Im Asylbereich nichts Neues
Der Freisinn will «die Schraube» bei Wirtschaftsgeflüchteten anziehen. Holt die Partei so Stimmen bei SVP-Wähler*innen oder macht sie in urbanen Zentren wie Basel die Bühne frei für die GLP?
Soll die Willkommenskultur gegenüber den Ukrainer*innen bestehen bleiben, muss die Schweiz bei anderen Asylsuchenden strenger werden. Dies fordert nicht etwa nur die SVP, sondern jetzt auch die Schweizer FDP in einem Positionspapier, über welches die Delegierten der Partei am kommenden Samstag in Andermatt abstimmen werden. FDP-Nationalrat Andri Silberschmidt sagte der NZZ am Sonntag: «Wenn wir die Solidarität in der Bevölkerung nicht überstrapazieren wollen, muss die Schraube im übrigen Migrationsbereich jetzt angezogen werden.»

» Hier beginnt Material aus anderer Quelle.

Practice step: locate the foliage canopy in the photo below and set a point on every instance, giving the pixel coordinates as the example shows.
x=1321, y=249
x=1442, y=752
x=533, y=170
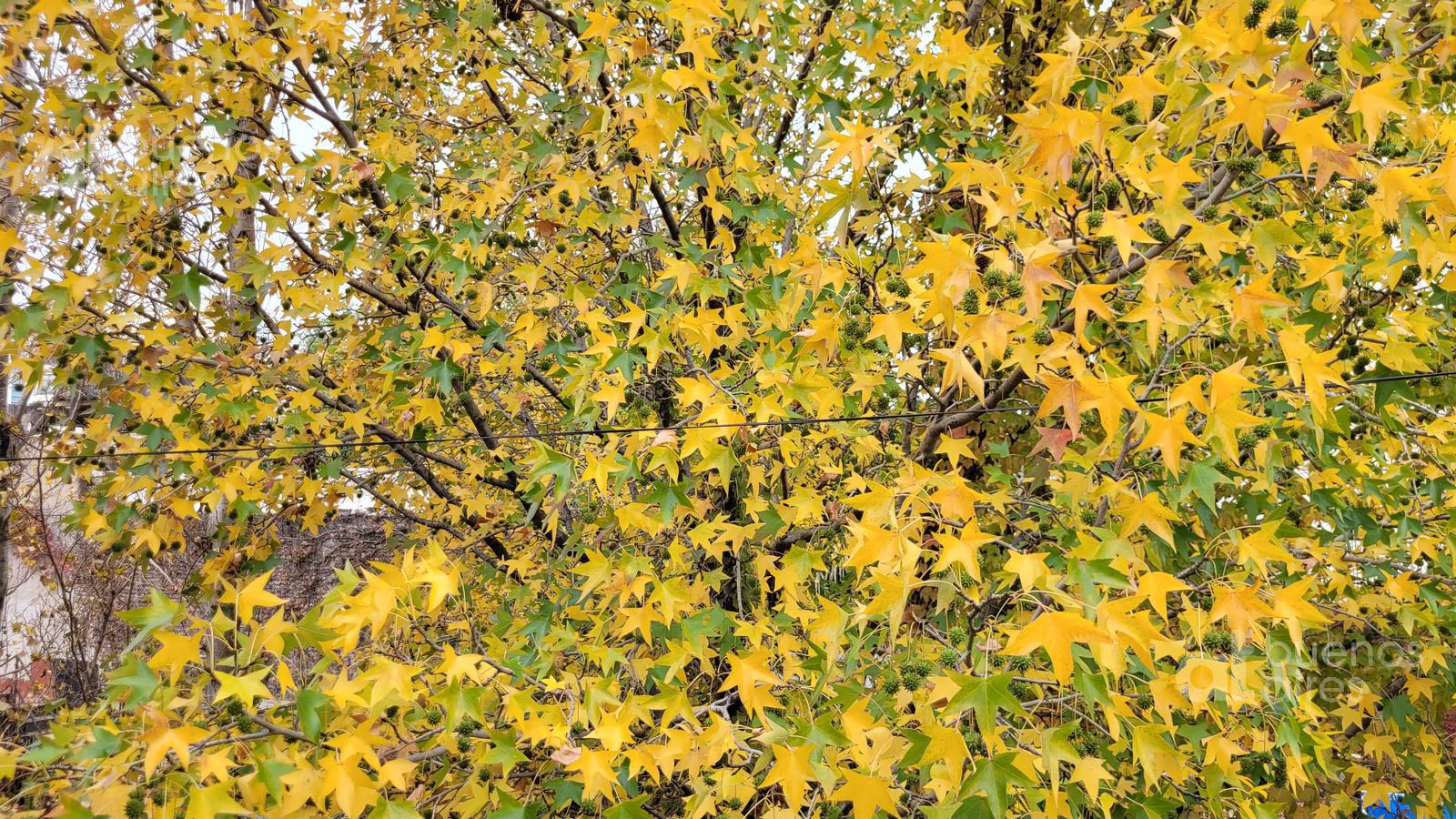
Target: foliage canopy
x=1150, y=516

Konkret heisst das: Als Geflüchtete sollten nur noch jene aufgenommen werden, die spezifische Eigenschaften nach internationalem Recht erfüllten. Menschen, die vor Armut flöhen, sollten in der Schweiz hingegen keinen Schutz erhalten. Also: «Fachkräfte ja, Armutsmigranten nein.»
Zum Verständnis: Als Armutsmigrant*in bezeichnet der Zürcher Parlamentarier «eine Person, welche weder aus der EU kommt, noch einen Arbeitsvertrag hat oder einen Asylgrund geltend machen kann, also einzig aus wirtschaftlichen Gründen sein Land verlassen hat».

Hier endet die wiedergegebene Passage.